Functional strength is similar to the principle of specificity, in that the physical activity or exercise you are engaging in, your body will respond to. For a general example, if you want to be able to increase your running endurance you will walk, jog and/or run. If you want to gain muscles you will lift weights.


Functional strength relates to our ability to do activities throughout the day; walking, twisting, reaching, standing, squatting, etc. Training your functional strength involves incorporating movements like the ones you use throughout the day as well as the muscles used during the movements.


For movement specific, a deadlift is great for mimicking picking things up off the ground. You can them choose exercises that focus on your hamstrings and your back.

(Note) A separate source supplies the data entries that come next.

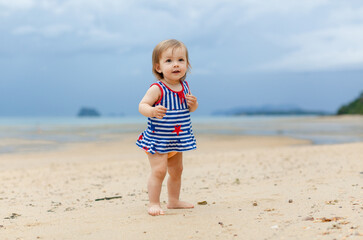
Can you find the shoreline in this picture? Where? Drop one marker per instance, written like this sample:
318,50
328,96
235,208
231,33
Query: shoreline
247,182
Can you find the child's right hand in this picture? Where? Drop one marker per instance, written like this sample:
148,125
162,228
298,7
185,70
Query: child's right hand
159,111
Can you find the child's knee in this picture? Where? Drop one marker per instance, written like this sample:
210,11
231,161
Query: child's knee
159,172
176,171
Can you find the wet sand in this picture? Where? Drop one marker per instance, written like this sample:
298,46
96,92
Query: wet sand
255,187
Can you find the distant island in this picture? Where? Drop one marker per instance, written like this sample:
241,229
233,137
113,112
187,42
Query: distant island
270,110
354,107
88,112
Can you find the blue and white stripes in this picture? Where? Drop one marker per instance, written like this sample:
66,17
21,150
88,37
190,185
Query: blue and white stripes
174,131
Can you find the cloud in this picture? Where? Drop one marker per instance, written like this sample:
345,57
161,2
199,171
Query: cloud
331,48
217,27
46,31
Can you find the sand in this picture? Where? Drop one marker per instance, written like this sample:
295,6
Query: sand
254,188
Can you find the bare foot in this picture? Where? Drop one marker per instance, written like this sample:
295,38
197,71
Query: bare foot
155,210
179,205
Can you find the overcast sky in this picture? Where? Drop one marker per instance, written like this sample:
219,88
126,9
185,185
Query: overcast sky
57,56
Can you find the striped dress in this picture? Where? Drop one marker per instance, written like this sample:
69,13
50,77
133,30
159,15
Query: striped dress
172,133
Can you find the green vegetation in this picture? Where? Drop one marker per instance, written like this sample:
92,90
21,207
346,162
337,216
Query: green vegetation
355,107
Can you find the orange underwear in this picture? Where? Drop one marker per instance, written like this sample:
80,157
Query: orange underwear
171,154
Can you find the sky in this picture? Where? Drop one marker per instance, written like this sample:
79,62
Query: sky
57,56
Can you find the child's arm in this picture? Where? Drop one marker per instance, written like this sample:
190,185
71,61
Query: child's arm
146,105
192,102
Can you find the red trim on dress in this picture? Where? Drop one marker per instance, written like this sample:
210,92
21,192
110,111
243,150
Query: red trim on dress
172,89
188,87
181,94
161,97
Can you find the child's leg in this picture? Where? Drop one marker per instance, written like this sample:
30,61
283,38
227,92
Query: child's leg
175,169
158,163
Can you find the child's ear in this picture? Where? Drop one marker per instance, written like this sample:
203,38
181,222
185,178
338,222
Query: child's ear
157,68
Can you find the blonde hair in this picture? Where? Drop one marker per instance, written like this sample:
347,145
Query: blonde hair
162,47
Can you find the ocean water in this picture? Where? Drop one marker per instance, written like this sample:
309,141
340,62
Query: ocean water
46,133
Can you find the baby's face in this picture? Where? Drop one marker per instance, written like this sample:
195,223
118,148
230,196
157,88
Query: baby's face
173,64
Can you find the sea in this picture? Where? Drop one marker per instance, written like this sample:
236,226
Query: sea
27,134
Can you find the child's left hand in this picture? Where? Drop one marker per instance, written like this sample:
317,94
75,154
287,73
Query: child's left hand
191,100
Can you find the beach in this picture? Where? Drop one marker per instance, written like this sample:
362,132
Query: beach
242,186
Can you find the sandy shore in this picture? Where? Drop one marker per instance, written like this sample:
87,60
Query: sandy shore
255,188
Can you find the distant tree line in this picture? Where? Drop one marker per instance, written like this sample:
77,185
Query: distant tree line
354,107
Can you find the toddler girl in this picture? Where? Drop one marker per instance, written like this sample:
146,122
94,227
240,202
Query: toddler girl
167,104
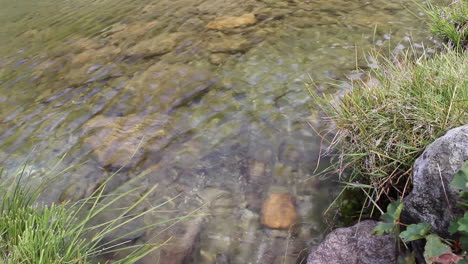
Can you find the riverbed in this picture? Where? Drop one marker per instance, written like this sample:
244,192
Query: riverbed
207,99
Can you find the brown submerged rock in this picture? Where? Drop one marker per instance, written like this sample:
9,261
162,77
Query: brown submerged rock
279,211
227,22
229,45
122,141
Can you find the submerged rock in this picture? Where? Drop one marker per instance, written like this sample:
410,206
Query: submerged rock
279,211
165,87
227,22
355,244
433,199
229,45
156,46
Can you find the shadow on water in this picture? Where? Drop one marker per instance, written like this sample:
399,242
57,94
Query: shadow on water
209,106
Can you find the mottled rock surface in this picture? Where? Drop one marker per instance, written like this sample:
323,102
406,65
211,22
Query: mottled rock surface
432,199
122,141
227,22
355,245
279,211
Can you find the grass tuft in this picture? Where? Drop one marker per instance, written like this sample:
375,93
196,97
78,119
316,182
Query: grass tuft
383,124
65,233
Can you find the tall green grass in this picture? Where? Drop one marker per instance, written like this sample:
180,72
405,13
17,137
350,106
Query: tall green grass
64,233
450,23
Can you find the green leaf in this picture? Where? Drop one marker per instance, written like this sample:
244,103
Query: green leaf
434,247
460,179
390,218
383,228
415,231
464,242
463,223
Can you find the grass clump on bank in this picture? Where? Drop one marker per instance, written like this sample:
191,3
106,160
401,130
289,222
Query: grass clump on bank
450,24
62,233
383,124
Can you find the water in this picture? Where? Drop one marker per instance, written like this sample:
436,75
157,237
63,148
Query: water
219,119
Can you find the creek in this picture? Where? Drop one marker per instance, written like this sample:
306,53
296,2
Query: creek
207,99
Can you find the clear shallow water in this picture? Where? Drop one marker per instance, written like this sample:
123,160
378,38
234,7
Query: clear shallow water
218,119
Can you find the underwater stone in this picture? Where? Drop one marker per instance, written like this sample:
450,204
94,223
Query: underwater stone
279,211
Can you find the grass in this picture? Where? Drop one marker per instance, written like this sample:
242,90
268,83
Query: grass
450,24
384,123
62,233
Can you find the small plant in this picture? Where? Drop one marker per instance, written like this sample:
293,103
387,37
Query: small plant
450,24
63,233
437,250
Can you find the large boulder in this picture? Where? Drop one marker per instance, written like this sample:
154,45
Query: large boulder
432,199
355,245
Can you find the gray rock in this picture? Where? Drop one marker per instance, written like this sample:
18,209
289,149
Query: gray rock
355,245
432,199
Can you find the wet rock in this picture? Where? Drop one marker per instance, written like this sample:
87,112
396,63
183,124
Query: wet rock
432,199
156,46
122,141
232,44
228,22
355,244
279,211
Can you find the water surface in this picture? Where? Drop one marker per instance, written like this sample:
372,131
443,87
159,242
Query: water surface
219,119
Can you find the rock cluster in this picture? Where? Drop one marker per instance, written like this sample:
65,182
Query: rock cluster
432,199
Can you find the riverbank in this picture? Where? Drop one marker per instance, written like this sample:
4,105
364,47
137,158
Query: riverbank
385,122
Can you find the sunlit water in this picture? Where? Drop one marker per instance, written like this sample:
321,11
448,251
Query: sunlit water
219,119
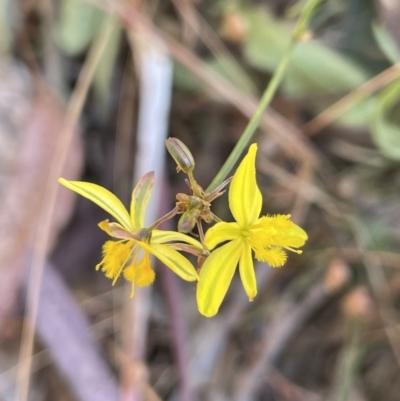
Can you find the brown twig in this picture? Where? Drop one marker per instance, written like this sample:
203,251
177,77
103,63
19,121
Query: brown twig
336,110
45,217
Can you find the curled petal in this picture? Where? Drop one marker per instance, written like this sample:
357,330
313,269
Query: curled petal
162,237
245,198
246,269
172,259
101,197
221,232
140,199
216,275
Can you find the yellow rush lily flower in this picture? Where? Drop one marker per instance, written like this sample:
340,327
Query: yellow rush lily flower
130,253
267,236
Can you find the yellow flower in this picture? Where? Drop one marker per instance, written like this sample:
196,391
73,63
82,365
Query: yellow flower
130,252
267,236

Benefits of functional strength training:


Training for functional strength is a multi-dimensional way of training. Meaning you need to be incorporating several different things for it to be beneficial and for your training adaptations to translate.

  • Coordination

  • Types of muscular contractions (eccentric, concentric, isometric)

  • Range of motion

  • Speed of movement


You want to create a mind and body connection (coordination between your nervous and muscular systems).


If functional strength training is something you either want to start incorporating into your strength training or this is where you would like to start, here a few tips:

  • Use either just your body or free weights- machine exercises tend to limit the range of motion you can work in and sometimes the speed

  • Focus on compound movements - using more than one muscle at a time

  • Remember you are training movements not just muscles - think about the movements your are doing throughout your day, break them down


Some Examples of exercise based on original movement


Reaching and Pulling

  • Prone swimmer

  • Overhead Shoulder Press

  • Dumbbell Pullover

  • Renegade row

Squatting

  • Lateral lunges

  • Deadlift

  • Single-leg Romanian dead lift

  • Sumo squat

Rotation

  • Woodchop

  • Dumbbell rotation

  • Reverse lunge with rotation


I advocate for functional strength training, because I find it is the most applicable to the general public. We aren't training for a competition. We just want to be able to move through our days and our lives easier.